Nos casos de hipersexualidade, o sexo tem como objectivo regular estados de stress e não o prazer sexual. No estudo realizado pelo Sex Lab concluiu-se ainda que, dentro das formas para lidar com o stress, o evitamento, isto é, a negação de situações problemáticas, está também associado a esta questão, o que corrobora várias investigações feitas a nível internacional.

O que não existem são estudos que avaliem, por exemplo, as estruturas neurológicas, ao contrário do que existe na dependência de estupefacientes.

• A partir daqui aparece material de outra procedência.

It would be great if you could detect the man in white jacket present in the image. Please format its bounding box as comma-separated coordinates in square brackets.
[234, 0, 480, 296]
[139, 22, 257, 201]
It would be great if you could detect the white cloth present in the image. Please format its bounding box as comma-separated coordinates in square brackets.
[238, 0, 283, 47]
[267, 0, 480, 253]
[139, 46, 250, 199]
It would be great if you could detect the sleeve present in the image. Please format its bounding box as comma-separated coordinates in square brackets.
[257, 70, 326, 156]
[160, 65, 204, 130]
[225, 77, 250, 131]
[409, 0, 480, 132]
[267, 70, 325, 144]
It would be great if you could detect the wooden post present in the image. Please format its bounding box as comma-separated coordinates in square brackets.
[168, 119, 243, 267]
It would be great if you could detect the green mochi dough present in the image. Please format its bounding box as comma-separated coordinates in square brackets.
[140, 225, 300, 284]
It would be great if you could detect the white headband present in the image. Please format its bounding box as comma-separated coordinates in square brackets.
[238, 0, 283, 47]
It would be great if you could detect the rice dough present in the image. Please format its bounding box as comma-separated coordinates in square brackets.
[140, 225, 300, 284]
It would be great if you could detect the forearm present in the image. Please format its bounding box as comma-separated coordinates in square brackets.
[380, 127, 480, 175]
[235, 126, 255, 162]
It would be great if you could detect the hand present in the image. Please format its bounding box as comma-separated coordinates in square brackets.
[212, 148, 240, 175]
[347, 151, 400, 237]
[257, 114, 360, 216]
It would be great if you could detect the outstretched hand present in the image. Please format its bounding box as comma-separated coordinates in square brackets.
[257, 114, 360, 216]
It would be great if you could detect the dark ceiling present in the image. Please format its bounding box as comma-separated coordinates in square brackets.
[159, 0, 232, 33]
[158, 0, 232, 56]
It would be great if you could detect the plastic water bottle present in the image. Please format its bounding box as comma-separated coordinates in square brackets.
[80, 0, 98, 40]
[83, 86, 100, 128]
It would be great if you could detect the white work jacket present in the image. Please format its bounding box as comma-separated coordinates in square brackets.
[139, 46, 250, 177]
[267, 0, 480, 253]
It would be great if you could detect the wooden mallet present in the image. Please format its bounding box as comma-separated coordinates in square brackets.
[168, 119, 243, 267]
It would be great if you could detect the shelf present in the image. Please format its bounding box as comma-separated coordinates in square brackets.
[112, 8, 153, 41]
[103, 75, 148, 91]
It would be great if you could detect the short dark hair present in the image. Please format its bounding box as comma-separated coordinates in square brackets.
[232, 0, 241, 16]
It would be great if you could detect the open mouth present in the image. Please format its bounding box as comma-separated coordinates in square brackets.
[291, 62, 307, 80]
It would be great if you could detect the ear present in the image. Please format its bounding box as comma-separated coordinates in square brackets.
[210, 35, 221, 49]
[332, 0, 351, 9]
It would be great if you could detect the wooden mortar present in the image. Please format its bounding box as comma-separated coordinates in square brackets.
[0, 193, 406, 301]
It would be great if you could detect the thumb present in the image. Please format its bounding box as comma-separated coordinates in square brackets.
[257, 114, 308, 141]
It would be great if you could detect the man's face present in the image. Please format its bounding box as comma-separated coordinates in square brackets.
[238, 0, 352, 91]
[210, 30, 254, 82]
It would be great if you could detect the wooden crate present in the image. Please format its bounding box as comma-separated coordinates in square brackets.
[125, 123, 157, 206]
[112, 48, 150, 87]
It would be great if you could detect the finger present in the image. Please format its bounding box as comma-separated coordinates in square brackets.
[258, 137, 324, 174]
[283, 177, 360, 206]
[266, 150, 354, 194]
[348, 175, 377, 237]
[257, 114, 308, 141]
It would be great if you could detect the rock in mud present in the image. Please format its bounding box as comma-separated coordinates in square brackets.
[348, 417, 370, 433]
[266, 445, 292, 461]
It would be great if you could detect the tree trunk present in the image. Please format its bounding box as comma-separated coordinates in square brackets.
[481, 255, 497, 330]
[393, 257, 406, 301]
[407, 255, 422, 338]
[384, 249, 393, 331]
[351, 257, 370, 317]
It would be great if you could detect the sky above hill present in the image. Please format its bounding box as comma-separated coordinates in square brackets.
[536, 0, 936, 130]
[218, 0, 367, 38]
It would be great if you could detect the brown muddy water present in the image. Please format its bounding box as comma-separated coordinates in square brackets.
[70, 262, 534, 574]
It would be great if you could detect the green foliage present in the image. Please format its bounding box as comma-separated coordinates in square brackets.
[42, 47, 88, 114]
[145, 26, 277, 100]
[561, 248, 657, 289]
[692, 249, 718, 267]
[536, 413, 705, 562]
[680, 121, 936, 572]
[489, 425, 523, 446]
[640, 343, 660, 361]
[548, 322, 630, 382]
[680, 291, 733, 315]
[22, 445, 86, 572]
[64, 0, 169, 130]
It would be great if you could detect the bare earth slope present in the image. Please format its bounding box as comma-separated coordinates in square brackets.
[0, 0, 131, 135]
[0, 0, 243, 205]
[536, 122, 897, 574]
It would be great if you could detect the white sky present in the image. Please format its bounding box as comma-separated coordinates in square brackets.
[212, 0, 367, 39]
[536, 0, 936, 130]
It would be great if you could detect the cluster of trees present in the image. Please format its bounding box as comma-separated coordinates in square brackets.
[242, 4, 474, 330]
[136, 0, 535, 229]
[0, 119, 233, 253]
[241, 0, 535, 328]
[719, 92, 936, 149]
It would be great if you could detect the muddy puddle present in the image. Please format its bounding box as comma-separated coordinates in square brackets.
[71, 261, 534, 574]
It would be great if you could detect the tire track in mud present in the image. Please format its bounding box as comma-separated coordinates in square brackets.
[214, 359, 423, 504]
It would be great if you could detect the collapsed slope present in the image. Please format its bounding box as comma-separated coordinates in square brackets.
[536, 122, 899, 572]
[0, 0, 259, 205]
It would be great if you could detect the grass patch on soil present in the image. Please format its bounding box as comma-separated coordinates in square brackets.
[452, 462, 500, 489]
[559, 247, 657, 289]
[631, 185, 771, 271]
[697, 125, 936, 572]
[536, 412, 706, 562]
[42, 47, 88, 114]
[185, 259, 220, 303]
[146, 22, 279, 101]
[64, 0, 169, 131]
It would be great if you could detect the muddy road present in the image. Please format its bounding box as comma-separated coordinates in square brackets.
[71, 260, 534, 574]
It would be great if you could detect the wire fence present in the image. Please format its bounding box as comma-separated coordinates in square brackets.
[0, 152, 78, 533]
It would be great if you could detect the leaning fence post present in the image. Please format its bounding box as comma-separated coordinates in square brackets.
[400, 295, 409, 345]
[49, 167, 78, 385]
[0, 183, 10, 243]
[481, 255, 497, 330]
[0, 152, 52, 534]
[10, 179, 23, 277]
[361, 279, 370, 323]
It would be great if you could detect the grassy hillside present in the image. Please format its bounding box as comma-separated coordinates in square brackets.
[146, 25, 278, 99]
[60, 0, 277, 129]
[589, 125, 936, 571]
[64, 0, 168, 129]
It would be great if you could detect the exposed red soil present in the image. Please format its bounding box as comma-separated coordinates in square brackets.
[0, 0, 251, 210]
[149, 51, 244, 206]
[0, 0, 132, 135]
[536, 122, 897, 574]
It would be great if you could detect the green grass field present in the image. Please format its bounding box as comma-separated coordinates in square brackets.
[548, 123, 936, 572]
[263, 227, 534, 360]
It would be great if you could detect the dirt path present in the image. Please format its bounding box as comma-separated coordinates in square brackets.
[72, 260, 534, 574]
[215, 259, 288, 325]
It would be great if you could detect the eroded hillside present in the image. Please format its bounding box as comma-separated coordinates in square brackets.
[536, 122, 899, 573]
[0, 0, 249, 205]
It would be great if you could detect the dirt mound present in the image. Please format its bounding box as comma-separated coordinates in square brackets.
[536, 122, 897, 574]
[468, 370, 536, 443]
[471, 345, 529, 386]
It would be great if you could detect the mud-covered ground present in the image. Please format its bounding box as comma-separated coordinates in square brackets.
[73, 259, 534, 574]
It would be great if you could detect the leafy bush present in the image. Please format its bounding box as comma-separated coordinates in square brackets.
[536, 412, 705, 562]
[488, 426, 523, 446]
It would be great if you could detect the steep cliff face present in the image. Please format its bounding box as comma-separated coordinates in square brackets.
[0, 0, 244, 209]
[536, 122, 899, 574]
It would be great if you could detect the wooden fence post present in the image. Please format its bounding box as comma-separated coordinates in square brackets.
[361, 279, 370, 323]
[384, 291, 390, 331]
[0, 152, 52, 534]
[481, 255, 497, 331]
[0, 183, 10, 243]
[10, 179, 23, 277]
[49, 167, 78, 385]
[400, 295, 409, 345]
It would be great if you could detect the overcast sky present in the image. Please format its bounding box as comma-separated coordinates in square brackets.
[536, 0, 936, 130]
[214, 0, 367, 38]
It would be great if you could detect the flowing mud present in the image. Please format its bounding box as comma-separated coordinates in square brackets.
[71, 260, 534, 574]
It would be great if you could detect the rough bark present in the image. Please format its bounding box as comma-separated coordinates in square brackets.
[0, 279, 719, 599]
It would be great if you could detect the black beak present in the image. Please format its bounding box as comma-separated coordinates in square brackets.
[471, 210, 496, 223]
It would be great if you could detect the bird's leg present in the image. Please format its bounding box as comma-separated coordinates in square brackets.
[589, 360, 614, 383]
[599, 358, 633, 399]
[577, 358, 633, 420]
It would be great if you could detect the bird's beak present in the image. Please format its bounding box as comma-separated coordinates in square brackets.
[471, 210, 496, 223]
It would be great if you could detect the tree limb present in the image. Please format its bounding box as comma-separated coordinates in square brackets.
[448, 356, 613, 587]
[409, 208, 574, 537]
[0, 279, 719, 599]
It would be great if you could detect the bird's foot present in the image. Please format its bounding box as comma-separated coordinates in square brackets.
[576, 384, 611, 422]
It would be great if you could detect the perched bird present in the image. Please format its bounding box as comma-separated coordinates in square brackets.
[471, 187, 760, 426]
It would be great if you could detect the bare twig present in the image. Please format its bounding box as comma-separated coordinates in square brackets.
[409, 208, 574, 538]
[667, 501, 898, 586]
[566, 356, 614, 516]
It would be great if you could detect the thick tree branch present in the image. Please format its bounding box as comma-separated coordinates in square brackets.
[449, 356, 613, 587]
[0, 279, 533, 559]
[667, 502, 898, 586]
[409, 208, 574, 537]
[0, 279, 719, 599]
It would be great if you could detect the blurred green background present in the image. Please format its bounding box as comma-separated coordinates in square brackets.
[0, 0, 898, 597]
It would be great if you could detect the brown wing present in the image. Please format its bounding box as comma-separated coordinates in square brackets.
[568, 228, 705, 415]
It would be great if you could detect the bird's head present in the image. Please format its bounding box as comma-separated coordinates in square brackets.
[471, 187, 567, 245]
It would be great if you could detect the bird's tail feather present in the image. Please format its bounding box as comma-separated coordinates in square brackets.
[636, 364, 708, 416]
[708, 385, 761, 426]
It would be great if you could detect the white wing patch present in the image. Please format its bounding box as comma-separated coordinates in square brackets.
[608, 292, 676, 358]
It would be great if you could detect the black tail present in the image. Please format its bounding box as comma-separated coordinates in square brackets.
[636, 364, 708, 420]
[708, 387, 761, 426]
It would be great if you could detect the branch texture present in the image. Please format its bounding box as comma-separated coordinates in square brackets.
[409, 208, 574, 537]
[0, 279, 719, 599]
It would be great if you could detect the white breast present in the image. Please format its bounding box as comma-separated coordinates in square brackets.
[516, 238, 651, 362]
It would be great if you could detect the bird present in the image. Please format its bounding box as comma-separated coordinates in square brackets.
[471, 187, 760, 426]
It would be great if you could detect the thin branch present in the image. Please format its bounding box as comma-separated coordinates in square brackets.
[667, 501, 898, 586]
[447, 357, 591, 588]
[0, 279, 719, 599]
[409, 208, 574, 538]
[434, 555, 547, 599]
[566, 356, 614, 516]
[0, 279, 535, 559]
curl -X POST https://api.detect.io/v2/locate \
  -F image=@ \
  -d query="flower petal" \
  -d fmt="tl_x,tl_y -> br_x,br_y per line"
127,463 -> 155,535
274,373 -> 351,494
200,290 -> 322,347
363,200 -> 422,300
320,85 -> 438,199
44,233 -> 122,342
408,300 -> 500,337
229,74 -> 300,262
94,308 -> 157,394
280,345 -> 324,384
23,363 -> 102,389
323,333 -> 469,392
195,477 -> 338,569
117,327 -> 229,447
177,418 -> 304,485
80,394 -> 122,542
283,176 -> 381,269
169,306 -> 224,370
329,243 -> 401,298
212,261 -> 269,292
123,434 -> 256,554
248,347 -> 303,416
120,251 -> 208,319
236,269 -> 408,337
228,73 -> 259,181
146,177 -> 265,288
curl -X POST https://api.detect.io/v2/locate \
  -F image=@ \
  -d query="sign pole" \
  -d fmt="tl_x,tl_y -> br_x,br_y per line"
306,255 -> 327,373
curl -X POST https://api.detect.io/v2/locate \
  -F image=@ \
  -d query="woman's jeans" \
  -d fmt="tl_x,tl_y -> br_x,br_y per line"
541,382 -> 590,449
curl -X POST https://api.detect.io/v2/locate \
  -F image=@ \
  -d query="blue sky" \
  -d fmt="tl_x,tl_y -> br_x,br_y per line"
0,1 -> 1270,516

Esta vontade compulsiva de ter relações sexuais pode estar associada, por outro lado, a valores sociais vigentes no que respeita principalmente a um maior liberalismo sexual que é característico das sociedades ditas ocidentais, segundo salienta Joana Carvalho. “O comportamento sexual é fortemente condicionado por aspectos culturais. Estes valores podem condicionar em grande parte esta síndrome, levando-nos a questionar se de facto se tratará de uma doença ”, sublinha.

No entanto, reconhece-se que existem várias consequências associadas a este comportamento hipersexual, como são os casos de comportamentos de risco, doenças sexualmente transmissíveis, agressão sexual, gravidezes indesejadas, problemas financeiros ou ainda à disrupção de vínculos familiares.

Actualmente, para se determinar se uma pessoa sofre desta condição clínica, de acordo com Joana Carvalho, atende-se a “ter durante um período de pelo menos seis meses, fantasias, impulsos ou comportamentos sexuais recorrentes e intensos que devem estar associados a alguns critérios, como por exemplo, 1) o tempo consumido nesses comportamentos interfere com as outras actividades e obrigações do indivíduo, 2) recorrer ao uso de fantasias/comportamentos sexuais para gerir estados de stress, 3) incapacidade em controlar os comportamentos sexuais mesmo após várias tentativas, entre outros”. “Adicionalmente, estes sintomas devem ser vistos pelo indivíduo como fortemente disfuncionais e causadores de problemas pessoais e relacionais, e não devem estar associados ao uso de drogas ou medicação”, acrescenta.

A nível de abstinência, não existem dados concretos, apenas que existem sintomas semelhantes aos da abstinência das drogas, relativamente à irritabilidade e a alterações de humor. Para o tratamento desta condição, “são efectuados treinos de gestão de stress e é feita muitas vezes uma intervenção ao nível do casal para que este possa superar esta condição clínica”, refere a investigadora, que aconselha a quem tenha este tipo de problemas a procurar ajuda em consultas de sexologia clínica.

Maior “dependência” nos homens ou nas mulheres?

Quanto a este aspecto, a maioria dos estudos indica que são os homens quem mais sofre deste distúrbio. “Porém, consideramos que, por condicionalismos sócio-culturais, as mulheres possam referir ter menos indicadores de hipersexualidade do que aquilo que realmente têm/sentem”, descreve a investigadora.

Os vários estudos que têm sido realizados sobre este problema são consensuais em relação à ligação entre os sintomas de “dependência” sexual e as diversas características do foro psicopatológico, tais como depressão, psicoticismo, ansiedade, impulsividade ou sintomas obsessivos/compulsivos.

"É importante que haja a noção de que sexo a mais não é problemático, e que esta condição clínica só se coloca quando para a pessoa isso passa a ser sentido como um problema, pelas consequências pessoais, sociais, etc.", esclarece a investigadora.